Thomas Seeauer was the imperial forest master in Hallstatt . He achieved outstanding technical achievements in water regulation, by making the Traun navigable , especially the Traunfall , then the Enns and the Vltava (from Budweis to Prague ). One of his masterpieces was the construction of the Seeklause in Steeg , which used the water of Lake Hallstattdammed up and then sent the heavily loaded salt ships with a surge of water through all the shallows safely down the Traun. He not only made the Traun navigable, but also the Vltava outside of its most important sphere of activity, thereby enabling the orderly salt economy with Bohemia . He also made the Enns and Mur navigable.

buildings

  • 1549–1555 management of the expansion of shipping on the Vltava from Budweis to Prague.
  • 1552–1554 construction of the 400 m long wooden canal at the Traunfall; the final expansion of the waterfall into a "mobile fall" came about.
  • In 1572 the Klause von Steeg (municipality Bad Goisern) built in 1511 was destroyed by floods.
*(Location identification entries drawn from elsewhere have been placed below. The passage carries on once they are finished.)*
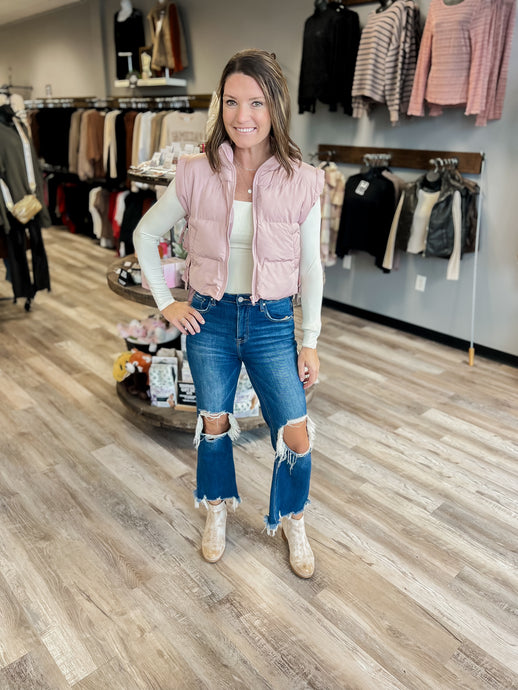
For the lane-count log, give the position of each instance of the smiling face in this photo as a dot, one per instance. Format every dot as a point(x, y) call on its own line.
point(245, 113)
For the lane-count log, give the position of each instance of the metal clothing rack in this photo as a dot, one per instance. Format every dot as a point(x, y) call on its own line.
point(419, 159)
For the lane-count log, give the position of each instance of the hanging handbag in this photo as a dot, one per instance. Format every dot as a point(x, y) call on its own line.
point(27, 207)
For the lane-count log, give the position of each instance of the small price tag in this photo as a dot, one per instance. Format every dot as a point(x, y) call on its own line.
point(362, 187)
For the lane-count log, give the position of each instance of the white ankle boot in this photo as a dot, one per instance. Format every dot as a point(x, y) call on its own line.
point(213, 542)
point(302, 560)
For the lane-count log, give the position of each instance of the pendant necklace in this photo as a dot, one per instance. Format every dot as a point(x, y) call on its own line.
point(249, 189)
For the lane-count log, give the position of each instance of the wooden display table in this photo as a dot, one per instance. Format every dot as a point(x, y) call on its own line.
point(158, 416)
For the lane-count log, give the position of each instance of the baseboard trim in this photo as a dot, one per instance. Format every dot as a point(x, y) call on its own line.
point(459, 343)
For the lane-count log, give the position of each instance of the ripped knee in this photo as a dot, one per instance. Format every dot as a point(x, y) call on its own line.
point(295, 438)
point(213, 425)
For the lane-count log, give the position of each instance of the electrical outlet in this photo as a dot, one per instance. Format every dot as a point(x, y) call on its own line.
point(420, 283)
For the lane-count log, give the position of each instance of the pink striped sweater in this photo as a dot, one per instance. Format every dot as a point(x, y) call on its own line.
point(463, 58)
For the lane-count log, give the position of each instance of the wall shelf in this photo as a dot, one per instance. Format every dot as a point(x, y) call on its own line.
point(154, 81)
point(416, 159)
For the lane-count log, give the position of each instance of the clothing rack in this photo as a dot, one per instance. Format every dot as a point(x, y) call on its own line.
point(414, 159)
point(198, 101)
point(5, 89)
point(358, 2)
point(417, 159)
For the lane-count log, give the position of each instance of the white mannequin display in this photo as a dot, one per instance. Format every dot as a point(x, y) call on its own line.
point(145, 59)
point(125, 10)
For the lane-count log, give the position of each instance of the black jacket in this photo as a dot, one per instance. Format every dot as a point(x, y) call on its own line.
point(331, 40)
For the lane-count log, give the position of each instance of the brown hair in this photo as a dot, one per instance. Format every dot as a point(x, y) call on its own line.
point(264, 68)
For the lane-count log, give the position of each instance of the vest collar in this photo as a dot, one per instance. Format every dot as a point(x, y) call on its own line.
point(263, 174)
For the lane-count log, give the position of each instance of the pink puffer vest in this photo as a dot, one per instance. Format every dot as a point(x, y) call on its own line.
point(280, 205)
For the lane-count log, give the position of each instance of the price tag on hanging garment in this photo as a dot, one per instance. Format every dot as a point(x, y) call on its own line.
point(362, 187)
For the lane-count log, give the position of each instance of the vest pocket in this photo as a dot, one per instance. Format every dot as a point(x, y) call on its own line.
point(277, 310)
point(202, 303)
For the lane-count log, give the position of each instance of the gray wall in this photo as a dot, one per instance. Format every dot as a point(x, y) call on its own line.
point(73, 50)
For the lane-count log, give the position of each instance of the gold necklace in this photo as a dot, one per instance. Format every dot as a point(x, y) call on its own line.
point(243, 167)
point(249, 188)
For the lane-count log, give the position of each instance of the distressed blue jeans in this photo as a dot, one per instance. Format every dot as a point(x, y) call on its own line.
point(262, 337)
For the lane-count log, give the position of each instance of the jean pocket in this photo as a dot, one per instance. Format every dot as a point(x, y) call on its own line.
point(278, 310)
point(202, 303)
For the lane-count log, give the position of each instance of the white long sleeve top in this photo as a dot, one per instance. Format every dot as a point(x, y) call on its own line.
point(168, 210)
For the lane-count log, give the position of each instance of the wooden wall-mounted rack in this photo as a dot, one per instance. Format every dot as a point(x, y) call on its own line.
point(414, 159)
point(197, 102)
point(357, 2)
point(417, 159)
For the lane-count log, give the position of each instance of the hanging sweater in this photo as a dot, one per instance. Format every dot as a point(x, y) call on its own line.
point(455, 57)
point(386, 60)
point(330, 45)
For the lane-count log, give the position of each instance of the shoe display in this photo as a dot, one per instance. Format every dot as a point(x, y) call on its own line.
point(213, 542)
point(302, 560)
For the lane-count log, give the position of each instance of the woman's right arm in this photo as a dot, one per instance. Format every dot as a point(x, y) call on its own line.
point(153, 226)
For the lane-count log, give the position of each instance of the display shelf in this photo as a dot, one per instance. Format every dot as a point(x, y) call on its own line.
point(149, 179)
point(183, 420)
point(135, 293)
point(154, 81)
point(168, 417)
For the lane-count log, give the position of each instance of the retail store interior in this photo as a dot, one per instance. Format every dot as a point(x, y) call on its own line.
point(414, 489)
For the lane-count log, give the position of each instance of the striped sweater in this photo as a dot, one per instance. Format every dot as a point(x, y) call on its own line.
point(386, 59)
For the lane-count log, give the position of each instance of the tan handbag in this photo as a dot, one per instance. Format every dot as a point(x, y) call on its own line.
point(26, 208)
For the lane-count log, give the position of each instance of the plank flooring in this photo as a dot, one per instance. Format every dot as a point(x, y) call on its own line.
point(413, 520)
In 1573, Thomas Seeauer built a new Seeklause in Steeg, using what was then a revolutionary process, so that the salt rafters could float the ships loaded with salt downstream on the flood. This technical masterpiece of the Renaissance still stands at the place where the Hallstätter See flows into the Traun (in the same year, for example, Leonardo da Vinci designed a horizontally arranged water wheel based on the turbine principle).

Awards

  • Seeauer was raised to the nobility by Emperor Rudolf II in 1582 because of his services in the construction of hydraulic structures on the Traun, Moldau, Enns and Mur rivers.